John Small (August 27, 1746 – July 18, 1831) was a political figure in Upper Canada.

==Life and career==
Small was born in 1746 at Cirencester in England. In 1792, he was appointed clerk of the Executive Council of Upper Canada. He was also a justice of the peace and a lieutenant in the militia.

He came to Canada with John Graves Simcoe and built one of the first residential homes in the town of York (now Toronto). His son Charles Coxwell Small expanded the home, which was later called Berkeley House. It was a prominent local building until it was torn down during the 1920s and turned into a brewery.

In January 1800, he fought a duel with John White, the attorney general for the province. White had insulted Small's wife's honour after a quarrel between the two men's wives. Small shot White in the hip, a wound he died from a few days later. He was charged with and acquitted of murder, even though the presiding judge, Henry Allcock, claimed to be a friend of White. Small's reputation in the elite society of York was ruined by the affair.
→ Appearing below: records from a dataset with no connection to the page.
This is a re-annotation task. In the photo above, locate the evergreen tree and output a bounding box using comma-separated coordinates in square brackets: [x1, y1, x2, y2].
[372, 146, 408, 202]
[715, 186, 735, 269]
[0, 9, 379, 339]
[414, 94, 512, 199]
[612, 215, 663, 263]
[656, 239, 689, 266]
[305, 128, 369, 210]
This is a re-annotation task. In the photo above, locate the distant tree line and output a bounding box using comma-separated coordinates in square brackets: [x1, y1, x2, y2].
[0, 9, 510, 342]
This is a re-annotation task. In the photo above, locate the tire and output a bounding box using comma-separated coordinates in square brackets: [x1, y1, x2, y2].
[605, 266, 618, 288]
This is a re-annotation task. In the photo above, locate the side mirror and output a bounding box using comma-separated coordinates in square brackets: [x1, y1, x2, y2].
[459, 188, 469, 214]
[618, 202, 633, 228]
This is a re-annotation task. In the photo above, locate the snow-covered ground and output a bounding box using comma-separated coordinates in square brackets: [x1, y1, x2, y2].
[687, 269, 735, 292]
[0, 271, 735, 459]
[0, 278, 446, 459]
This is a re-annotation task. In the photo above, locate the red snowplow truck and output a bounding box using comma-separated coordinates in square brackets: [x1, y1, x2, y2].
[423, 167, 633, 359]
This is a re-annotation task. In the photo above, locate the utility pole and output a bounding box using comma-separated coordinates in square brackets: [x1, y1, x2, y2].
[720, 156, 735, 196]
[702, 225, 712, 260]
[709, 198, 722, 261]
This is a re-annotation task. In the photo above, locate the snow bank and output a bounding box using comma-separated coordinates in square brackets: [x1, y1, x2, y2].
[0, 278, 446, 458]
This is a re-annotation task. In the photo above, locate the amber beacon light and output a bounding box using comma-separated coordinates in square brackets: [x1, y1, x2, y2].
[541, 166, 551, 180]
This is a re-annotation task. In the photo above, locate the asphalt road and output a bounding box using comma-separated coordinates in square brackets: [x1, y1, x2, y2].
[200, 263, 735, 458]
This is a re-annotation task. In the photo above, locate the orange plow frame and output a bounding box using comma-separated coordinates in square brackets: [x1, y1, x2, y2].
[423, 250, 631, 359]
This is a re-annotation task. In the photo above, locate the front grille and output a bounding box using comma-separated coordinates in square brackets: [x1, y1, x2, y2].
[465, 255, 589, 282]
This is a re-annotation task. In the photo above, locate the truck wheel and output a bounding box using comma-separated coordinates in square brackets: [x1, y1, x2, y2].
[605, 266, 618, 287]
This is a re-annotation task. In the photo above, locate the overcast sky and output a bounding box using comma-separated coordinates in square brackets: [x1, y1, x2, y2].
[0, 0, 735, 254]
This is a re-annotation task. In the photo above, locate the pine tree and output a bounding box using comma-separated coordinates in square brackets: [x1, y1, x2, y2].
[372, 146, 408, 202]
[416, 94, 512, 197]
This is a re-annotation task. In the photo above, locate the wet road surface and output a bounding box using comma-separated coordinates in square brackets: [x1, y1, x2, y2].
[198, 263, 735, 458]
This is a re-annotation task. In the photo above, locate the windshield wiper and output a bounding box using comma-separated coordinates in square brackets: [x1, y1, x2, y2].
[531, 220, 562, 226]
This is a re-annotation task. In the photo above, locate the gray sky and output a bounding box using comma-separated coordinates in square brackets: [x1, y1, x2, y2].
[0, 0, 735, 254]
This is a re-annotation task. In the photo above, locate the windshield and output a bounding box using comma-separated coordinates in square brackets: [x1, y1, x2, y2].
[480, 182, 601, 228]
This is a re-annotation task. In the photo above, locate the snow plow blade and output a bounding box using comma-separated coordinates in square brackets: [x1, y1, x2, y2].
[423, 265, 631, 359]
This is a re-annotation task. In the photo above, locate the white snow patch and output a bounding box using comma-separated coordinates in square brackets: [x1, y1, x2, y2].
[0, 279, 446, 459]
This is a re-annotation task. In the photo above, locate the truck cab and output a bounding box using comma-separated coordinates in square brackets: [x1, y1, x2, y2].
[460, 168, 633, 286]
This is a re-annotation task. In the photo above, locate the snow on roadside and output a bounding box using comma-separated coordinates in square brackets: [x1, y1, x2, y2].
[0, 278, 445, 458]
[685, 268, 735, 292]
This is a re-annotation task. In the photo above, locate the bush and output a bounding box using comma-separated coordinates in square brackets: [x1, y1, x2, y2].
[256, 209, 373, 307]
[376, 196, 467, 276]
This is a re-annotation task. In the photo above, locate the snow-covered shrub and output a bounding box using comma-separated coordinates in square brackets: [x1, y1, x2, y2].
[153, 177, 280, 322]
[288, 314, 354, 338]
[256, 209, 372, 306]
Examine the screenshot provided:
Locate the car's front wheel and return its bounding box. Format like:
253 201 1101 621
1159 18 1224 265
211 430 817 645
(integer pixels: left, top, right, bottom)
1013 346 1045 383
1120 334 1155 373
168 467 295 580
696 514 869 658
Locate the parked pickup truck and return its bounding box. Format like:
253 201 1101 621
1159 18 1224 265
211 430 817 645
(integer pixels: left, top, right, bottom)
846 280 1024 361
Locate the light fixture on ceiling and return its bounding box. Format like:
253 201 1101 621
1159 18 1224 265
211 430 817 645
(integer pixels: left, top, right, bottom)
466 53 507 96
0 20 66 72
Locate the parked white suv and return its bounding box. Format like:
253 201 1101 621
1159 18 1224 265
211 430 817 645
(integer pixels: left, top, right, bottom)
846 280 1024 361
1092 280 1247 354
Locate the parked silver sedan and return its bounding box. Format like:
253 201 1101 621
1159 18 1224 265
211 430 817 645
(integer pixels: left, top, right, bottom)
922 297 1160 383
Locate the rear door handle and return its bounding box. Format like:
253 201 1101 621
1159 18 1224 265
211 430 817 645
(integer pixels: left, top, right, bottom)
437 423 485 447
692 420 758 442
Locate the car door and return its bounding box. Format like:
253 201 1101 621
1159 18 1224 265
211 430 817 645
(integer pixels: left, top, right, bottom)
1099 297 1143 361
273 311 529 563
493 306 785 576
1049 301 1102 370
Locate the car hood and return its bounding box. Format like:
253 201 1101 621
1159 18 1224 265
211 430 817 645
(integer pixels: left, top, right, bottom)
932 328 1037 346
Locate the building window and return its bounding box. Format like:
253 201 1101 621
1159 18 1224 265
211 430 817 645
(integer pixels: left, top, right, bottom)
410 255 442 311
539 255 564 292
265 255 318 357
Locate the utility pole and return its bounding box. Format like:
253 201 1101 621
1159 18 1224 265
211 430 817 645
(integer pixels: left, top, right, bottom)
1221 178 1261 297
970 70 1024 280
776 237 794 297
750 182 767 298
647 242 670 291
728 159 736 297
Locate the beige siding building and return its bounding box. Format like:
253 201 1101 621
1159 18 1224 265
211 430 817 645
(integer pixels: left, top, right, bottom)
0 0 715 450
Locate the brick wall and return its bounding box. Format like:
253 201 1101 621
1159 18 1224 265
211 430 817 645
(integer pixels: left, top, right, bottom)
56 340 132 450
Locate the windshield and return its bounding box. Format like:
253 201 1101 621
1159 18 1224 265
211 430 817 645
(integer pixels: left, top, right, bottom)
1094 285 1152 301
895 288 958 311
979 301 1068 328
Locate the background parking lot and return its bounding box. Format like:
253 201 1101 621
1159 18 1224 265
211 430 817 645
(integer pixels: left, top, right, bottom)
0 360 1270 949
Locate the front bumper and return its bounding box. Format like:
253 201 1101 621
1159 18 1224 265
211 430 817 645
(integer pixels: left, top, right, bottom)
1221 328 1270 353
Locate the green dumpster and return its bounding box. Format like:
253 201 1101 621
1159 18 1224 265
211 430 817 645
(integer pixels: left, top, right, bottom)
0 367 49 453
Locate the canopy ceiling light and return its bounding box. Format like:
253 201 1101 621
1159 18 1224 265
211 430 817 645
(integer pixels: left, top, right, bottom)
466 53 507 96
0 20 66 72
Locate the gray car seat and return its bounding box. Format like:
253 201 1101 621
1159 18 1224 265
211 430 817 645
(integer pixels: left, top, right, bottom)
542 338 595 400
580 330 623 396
As a result of land speculation, Small was able to achieve some level of prosperity. He died at York in 1831.

His elder son, James Edward Small, served in the legislative assemblies of Upper Canada and of the Province of Canada. His younger son, Charles Coxwell Small, followed in his father's footsteps as Chief Clerk. His grandson, also named John Small, served in the parliament of the Province of Canada and in the Parliament of Canada after Confederation.